According to a new Gallup poll, 58 percent of Americans support legalizing marijuana—the largest percentage ever in that survey. "Success at the ballot box in the past year in Colorado and Washington may have increased Americans' tolerance for marijuana legalization," Gallup says. "Support for legalization has jumped 10 percentage points since last November and the legal momentum shows no sign of abating."
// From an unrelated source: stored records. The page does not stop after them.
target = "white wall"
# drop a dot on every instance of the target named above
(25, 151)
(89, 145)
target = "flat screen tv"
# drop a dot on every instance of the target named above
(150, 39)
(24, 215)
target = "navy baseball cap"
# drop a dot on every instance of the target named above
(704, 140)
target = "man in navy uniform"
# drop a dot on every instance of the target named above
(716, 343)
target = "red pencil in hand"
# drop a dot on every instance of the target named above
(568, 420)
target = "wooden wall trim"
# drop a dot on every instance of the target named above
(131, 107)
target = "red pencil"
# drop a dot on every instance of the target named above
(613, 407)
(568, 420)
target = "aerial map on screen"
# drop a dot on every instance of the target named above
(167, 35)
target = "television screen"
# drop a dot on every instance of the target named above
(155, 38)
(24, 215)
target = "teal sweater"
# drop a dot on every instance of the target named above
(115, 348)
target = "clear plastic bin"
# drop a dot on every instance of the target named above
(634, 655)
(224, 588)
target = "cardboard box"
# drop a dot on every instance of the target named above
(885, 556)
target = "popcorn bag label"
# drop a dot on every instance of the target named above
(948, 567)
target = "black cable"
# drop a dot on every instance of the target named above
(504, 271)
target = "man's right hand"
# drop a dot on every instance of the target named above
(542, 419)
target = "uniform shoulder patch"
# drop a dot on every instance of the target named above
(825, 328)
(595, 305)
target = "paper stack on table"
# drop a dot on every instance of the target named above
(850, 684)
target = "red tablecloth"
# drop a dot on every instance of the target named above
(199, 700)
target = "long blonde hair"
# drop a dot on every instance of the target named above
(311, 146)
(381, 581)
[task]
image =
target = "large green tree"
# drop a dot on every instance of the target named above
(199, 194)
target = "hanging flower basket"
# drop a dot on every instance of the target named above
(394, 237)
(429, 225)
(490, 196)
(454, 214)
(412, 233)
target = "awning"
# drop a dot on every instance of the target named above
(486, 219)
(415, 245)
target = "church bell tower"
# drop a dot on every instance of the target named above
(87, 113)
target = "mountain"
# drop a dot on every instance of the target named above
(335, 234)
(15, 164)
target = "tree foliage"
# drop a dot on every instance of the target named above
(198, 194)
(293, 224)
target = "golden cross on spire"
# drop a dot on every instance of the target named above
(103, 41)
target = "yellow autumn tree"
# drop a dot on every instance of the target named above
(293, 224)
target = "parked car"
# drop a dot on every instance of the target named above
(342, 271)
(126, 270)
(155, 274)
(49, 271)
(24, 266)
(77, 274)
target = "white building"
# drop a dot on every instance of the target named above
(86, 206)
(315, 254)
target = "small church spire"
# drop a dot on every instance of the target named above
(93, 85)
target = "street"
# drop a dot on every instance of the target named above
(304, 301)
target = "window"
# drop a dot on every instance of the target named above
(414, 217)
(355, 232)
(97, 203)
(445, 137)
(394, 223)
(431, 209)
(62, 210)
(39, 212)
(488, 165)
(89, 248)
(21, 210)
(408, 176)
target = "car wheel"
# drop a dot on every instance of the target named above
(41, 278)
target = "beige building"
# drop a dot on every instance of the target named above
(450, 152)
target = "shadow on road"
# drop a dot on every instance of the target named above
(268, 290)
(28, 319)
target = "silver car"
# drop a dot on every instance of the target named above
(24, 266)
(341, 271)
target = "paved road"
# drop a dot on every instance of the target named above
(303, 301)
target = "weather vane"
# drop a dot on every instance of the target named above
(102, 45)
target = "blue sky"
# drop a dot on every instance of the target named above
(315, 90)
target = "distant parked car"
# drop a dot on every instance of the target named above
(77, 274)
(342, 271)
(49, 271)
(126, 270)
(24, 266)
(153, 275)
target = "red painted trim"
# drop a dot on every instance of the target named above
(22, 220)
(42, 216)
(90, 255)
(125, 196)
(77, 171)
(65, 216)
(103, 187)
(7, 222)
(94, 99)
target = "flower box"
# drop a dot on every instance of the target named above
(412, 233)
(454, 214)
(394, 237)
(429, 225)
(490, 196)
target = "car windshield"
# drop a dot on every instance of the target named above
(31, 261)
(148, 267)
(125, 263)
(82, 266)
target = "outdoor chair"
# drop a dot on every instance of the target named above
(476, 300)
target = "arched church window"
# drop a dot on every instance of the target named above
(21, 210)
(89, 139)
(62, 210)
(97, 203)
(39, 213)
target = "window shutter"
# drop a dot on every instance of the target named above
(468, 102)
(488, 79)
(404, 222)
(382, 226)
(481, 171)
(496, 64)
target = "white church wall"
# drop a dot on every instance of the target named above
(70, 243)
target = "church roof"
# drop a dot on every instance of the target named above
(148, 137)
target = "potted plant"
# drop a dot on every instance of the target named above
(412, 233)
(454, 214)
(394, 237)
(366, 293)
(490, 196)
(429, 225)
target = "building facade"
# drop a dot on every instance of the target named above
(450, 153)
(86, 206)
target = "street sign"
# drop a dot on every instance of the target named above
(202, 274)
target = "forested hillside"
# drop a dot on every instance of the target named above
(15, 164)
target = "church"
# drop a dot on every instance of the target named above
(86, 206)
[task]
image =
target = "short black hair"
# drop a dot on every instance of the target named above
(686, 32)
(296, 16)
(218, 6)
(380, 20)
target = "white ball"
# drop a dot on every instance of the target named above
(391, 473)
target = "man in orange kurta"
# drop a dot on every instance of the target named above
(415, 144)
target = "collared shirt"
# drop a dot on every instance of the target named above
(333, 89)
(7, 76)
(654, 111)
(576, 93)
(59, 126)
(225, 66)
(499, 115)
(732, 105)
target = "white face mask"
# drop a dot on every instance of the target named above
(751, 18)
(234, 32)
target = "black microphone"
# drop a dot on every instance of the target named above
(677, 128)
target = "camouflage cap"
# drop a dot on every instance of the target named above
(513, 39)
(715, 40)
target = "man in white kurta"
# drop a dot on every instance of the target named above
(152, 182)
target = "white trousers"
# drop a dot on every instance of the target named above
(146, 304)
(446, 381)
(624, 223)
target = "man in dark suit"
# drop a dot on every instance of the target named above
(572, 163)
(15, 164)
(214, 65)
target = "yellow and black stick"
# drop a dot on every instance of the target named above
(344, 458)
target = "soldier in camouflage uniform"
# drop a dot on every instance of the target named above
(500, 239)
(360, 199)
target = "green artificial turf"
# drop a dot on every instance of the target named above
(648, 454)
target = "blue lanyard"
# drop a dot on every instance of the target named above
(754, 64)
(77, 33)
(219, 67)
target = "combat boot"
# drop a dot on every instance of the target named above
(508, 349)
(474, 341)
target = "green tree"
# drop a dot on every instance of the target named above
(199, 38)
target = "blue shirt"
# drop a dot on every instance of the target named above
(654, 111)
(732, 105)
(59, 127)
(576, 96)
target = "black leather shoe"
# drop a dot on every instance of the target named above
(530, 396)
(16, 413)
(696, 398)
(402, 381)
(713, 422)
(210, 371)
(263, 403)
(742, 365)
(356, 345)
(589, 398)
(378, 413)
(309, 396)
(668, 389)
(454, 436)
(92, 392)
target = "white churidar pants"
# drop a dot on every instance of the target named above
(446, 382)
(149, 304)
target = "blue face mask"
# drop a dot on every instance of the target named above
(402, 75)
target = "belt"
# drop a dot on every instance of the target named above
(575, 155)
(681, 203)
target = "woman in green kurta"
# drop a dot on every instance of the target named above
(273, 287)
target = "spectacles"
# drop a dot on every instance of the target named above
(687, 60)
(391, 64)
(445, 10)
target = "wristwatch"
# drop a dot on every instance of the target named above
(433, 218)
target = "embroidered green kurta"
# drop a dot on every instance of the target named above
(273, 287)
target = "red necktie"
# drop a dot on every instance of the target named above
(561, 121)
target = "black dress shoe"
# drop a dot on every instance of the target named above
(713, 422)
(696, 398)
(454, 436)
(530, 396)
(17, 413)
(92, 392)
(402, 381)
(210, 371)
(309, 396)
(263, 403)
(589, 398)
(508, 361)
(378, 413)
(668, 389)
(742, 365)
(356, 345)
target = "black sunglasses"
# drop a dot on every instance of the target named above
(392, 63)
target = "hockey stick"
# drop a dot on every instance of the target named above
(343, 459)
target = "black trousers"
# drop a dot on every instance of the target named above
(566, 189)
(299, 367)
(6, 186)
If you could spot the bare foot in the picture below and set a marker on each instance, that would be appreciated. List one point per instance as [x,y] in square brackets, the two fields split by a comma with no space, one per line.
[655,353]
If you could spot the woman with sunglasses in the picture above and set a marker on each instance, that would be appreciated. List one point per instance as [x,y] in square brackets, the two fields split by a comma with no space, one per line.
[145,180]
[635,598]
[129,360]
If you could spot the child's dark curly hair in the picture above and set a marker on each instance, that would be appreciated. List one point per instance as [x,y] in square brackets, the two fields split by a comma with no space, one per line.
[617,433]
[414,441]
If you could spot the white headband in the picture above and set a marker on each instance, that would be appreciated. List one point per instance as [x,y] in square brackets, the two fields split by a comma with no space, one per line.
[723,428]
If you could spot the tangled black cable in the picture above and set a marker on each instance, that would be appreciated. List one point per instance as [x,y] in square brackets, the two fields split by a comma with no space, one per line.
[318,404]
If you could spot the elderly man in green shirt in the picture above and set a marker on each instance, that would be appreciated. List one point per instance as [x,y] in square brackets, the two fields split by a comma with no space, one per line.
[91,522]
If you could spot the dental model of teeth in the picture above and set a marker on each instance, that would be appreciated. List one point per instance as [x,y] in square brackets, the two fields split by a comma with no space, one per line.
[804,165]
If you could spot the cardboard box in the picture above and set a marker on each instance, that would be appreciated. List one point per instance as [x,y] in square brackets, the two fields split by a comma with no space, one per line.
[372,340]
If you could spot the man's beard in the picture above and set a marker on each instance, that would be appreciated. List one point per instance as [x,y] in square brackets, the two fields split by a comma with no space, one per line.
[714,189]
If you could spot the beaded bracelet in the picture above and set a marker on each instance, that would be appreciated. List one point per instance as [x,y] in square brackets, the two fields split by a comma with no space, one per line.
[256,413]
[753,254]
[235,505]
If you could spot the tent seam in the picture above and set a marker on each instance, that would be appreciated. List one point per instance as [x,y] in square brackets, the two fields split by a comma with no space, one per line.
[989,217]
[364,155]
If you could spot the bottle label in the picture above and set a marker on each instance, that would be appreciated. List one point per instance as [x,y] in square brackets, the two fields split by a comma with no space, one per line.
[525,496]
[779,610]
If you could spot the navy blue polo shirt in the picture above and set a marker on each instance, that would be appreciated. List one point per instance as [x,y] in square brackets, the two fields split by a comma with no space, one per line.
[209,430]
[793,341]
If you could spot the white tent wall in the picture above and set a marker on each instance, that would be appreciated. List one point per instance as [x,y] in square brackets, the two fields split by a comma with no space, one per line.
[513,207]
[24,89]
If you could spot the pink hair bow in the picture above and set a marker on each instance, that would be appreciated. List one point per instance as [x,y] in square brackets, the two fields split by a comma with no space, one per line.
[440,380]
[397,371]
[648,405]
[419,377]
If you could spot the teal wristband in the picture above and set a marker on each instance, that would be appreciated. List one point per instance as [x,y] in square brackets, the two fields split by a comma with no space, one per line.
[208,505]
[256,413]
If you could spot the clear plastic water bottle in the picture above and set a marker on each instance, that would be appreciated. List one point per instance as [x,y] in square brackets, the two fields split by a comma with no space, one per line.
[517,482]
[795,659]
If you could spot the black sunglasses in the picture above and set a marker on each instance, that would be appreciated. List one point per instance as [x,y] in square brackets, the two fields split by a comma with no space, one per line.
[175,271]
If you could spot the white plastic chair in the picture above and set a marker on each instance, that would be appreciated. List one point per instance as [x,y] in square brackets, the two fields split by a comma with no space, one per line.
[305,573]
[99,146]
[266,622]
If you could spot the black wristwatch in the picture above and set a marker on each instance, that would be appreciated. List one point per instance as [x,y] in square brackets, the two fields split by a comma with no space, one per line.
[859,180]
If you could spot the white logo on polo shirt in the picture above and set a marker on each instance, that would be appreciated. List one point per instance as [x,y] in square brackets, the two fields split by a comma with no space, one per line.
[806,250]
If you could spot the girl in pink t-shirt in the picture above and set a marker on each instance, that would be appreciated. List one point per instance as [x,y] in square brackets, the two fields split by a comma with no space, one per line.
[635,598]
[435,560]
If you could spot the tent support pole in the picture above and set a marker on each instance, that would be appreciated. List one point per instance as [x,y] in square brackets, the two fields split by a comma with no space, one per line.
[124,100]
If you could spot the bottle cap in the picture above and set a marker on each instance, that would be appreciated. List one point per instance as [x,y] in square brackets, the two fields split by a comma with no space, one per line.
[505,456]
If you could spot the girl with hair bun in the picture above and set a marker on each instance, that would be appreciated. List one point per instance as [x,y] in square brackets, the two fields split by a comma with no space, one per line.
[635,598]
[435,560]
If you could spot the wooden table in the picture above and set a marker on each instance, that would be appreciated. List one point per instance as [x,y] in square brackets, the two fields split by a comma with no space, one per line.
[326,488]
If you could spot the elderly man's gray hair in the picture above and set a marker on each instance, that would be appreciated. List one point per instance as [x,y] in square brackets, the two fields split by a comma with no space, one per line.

Gallup's survey asks, "Do you think the use of marijuana should be made legal, or not?" That leaves open the question of whether commercial production and distribution should be legal as well (as in Colorado and Washington). But other national polls that go beyond marijuana consumption also have found majority support for legalization. In a Reason-Rupe survey last January, for example, 53 percent of respondents said "the government should treat marijuana the same as alcohol." And last month a Public Policy Polling survey in Texas found that 58 percent of respondents either "somewhat" or "strongly" supported "changing Texas law to regulate and tax marijuana similarly to alcohol, where stores would be licensed to sell marijuana to adults 21 and older." The latter finding was especially striking given the state's conservative reputation.
In the Gallup poll, "Public support for legalization more than doubled in the 1970s, growing to 28%. It then plateaued during the 1980s and 1990s before inching steadily higher since 2000, reaching 50% in 2011." As usual, support for legalization in this year's survey is stronger among Democrats than among Republicans (65 percent vs. 35 percent) and inversely related to age. "Americans 65 and older are the only age group that still opposes legalizing marijuana," Gallup notes, with only 45 percent in favor, compared to 67 percent of 18-to-29-year-olds. Gallup cites personal experience with marijuana as a possible factor in rising support for legalization, noting that "a sizable percentage of Americans (38%) this year admitted to having tried the drug." That is slightly lower than the rate found in the federal government's National Survey on Drug Use and Health, which includes 12-to-17-year-olds as well as adults. Both numbers probably understate the true percentage of Americans who have tried pot, since people may be reluctant to admit breaking the law even in a confidential survey.
Gallup draws a parallel between growing support for marijuana legalization and growing support for gay marriage. I made a similar point in a column last year.